The Wired blog 26B Stroke 6 reports on the arguments AT&T and the US government made to an appeals court hearing motions in the case the EFF brought against the phone giant for their presumed part in the government's program(s) to spy on Americans. In essence AT&T seems to have argued that the case against the telecom for allegedly helping the government spy on Americans is too secret for any court, despite the Administration's admission it did spy on Americans without warrants.

3 of 312 comments (clear)

  1. 27B Stroke 6 by The+Famous+Brett+Wat · · Score: 5, Informative

    Get it right: the blog name is "27B Stroke 6" which is a beautiful reference to the out-of-control bureaucracy in Terry Gilliam's movie "Brazil".

    --
    proof, n. A demonstration that a conclusion is implied by certain premises and axioms.
    1. Re:27B Stroke 6 by Tim+C · · Score: 5, Informative

      For those not in the know (as the wiki article doesn't seem to mention it), a "27B stroke 6" is a form that Harry Tuttle says he'd have to fill in before he could do anything to help, even if your apartment is on fire. (I forget the exact quote, but it's something like "I couldn't even give you a glass of water if your apartment was on fire without filling in a 27B/6 first")

  2. Re:How's that for logic by krlynch · · Score: 5, Informative

    That's not what they're claiming at all. From their brief, starting bottom of page 1:

    In light of [the Government's] invocation of the state secrets privilege, Plaintiffs will not
    have access to the evidence necessary to establish standing, and, just as important,
    AT&T will be prevented from tendering any evidence that would disprove it.
    Firmly established precedent mandates that a case must be dismissed whenever it
    becomes clear that the state secrets privilege will prevent a plaintiff from proving a
    necessary element of his case or a defendant from defending itself fully on an
    issue.
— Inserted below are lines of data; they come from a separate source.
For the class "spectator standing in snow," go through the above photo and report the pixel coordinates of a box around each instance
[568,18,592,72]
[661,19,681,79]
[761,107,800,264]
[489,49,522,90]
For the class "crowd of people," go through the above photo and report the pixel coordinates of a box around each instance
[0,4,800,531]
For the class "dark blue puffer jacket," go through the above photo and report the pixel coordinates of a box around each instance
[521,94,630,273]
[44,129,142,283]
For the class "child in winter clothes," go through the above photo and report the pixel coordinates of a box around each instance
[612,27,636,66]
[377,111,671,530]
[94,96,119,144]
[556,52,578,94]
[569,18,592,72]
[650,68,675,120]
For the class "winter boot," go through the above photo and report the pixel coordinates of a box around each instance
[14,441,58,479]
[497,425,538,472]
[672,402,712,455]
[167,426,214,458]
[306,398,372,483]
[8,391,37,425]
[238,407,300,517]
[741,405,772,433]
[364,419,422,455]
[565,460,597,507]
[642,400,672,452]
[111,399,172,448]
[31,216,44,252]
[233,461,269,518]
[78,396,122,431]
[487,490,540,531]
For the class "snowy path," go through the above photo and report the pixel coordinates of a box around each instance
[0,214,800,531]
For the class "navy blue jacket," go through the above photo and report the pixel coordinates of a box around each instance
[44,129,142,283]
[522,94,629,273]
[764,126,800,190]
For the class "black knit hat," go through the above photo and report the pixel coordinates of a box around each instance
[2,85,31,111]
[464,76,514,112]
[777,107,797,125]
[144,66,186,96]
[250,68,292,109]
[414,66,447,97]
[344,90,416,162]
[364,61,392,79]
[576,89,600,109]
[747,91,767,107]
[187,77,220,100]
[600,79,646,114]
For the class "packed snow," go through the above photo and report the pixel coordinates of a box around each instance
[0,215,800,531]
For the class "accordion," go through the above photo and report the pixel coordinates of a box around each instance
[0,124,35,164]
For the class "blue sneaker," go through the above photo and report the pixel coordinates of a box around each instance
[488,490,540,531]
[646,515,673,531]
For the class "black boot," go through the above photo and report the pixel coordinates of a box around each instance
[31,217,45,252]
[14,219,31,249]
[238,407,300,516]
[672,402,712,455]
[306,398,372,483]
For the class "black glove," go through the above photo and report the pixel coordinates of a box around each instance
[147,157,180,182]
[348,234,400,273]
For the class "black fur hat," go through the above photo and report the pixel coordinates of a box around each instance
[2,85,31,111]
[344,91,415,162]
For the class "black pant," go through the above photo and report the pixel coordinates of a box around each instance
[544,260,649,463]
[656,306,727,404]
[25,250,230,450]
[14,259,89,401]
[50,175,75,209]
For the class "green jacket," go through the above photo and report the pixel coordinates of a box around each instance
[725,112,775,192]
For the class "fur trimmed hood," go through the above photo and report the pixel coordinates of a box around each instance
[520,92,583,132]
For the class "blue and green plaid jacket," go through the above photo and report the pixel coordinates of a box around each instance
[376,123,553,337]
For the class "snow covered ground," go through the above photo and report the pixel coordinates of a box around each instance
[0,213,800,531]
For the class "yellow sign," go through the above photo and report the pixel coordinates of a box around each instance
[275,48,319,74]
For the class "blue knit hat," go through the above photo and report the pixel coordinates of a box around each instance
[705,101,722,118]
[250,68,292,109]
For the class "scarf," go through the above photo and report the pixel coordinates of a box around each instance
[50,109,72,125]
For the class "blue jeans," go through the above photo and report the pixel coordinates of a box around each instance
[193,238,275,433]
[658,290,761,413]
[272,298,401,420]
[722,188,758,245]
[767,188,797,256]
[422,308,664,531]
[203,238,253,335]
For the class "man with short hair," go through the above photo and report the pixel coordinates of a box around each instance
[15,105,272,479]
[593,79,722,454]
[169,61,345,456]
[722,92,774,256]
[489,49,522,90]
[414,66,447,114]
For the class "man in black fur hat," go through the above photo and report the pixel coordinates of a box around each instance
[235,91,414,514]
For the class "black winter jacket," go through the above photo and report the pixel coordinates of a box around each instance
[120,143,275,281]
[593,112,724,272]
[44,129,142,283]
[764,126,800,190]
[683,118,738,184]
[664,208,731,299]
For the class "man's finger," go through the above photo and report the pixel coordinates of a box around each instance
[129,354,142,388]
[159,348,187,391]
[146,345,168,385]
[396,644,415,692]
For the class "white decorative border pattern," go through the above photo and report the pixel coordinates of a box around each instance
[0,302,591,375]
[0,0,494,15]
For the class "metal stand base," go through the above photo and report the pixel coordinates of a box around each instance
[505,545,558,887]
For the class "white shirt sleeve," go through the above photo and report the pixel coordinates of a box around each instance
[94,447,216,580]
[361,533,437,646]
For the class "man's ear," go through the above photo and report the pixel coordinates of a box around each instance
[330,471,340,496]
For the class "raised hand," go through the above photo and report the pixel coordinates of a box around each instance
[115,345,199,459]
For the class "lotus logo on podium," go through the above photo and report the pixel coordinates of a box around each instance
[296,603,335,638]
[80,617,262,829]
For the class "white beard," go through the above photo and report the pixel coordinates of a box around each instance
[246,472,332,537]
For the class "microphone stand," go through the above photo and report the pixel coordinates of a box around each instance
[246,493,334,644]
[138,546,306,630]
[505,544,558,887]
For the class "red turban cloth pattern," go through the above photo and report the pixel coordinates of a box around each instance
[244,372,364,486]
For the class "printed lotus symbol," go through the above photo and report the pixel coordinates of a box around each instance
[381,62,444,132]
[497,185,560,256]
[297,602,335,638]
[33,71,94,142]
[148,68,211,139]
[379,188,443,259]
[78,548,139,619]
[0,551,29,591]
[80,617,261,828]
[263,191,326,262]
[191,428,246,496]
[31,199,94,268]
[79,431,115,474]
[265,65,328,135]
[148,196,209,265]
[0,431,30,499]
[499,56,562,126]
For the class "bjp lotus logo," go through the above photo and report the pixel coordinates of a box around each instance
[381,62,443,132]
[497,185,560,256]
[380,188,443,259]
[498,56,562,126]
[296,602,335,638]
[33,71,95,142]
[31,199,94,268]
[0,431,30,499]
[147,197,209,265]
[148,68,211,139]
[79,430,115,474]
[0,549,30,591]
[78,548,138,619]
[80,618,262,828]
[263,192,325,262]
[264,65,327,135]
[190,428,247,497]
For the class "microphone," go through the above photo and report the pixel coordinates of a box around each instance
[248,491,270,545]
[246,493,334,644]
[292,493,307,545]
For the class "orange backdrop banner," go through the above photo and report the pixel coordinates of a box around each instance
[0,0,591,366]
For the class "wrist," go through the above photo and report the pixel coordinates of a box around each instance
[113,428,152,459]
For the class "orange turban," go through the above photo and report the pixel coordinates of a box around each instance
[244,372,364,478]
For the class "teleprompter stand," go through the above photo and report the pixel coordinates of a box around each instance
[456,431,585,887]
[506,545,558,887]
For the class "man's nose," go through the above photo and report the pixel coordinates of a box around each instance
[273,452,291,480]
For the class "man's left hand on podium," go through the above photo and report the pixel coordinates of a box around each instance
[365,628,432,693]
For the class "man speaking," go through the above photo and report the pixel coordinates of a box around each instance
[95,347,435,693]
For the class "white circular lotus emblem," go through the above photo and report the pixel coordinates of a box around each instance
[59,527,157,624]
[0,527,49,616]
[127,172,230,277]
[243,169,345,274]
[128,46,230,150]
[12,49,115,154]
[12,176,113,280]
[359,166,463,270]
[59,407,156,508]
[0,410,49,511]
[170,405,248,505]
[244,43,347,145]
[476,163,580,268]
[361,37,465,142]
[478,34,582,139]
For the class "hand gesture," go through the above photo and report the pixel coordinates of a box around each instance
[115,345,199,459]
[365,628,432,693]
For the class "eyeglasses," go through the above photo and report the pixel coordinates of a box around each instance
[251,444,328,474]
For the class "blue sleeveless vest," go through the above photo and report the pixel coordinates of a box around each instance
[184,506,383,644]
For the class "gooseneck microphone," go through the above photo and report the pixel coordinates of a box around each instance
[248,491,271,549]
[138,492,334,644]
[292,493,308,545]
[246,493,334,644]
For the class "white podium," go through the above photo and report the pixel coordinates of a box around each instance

In cases such as this one, where there is "no hope of a complete record and
    adversarial development of the issue," the only proper result is to dismiss the
    complaint.

    where the quotes are from previous cases.

    Contrary to the blog's claims, AT&T is NOT saying that national security prevents them from litigating ... they are saying that the Government's actions prevent both the plaintiffs AND themselves from litigating: the plaintiffs can't show they have standing without access to information AT&T doesn't have and hence can't produce, and AT&T can't obtain material is needs to defend itself. The Government, not AT&T, has claimed the state secret privilege. It's the same result perhaps, but for a very different set of reasons than the blog post claims. I'm not going to take a position on the state secrets privilege here, but a full debate on the issue needs to correctly state the facts.